Alleged birthplace of Kim Jong Il

The Paektusan Secret Camp is claimed to be a former military base on Mount Paektu, and the claimed birthplace of Kim Jong-Il, though other sources report he was born in the Soviet Union. The official North Korean histography claims that it played an important role in the resistance against the Japanese occupation of the Korean Peninsula, and was occupied by the Korean People's Revolutionary Army. Official photos and descriptions of the location depict there being a log cabin and several barracks at the site. They also describe a monument with a poem dedicated to Kim Jong-Il and allegedly written by Kim Il-Sung located near the camp. The location is currently used to support both Kim Il-Sung and Kim Jong-Il's cult of personality.

== Korean mythology background ==
The entire mountain has a long history in Korean mythology. Not only is it the supposed birthplace of the Korean people, but also the story of Dangun is extremely connected to the area.

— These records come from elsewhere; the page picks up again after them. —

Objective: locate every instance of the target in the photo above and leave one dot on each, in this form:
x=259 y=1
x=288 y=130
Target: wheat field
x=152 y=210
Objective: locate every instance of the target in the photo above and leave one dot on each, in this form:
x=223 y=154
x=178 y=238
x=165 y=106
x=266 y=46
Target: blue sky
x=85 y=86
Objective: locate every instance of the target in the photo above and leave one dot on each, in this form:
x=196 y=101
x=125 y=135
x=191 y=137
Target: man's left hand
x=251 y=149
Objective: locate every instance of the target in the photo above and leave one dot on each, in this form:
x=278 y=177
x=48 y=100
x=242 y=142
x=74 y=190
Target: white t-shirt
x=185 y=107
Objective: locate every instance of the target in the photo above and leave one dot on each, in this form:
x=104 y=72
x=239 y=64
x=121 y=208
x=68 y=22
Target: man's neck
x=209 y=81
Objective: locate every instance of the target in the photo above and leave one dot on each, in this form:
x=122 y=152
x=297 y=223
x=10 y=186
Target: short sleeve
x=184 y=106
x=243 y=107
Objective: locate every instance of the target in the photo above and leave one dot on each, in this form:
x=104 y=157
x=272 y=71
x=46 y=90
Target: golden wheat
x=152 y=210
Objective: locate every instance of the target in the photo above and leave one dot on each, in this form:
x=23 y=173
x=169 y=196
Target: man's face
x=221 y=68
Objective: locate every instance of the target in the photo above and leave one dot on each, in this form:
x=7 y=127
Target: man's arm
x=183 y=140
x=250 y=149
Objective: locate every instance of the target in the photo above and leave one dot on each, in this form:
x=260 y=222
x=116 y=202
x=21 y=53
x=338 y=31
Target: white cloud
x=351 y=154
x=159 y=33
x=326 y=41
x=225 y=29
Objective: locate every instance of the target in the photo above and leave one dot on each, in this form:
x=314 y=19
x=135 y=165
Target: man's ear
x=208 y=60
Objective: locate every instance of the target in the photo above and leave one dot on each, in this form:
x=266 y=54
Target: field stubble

== The Camp throughout North Korean propaganda ==
The importance of the camp's site is one of the reasons it has been used so pervasively in North Korean state propaganda. Not only does the land carry significance, but the idea of Kim Jong-Il being born in the area carries implied connections to the stories of Dangun and related entities. The camp has also been used to support the North Korea's enormous cultural focus on the Korean occupation by Japan. State broadcaster Korean Central Television includes the camp in its weather reports, listing it behind only the capital of Pyongyang.

The camp has also been important to the cult of personality surrounding Kim Jong Suk.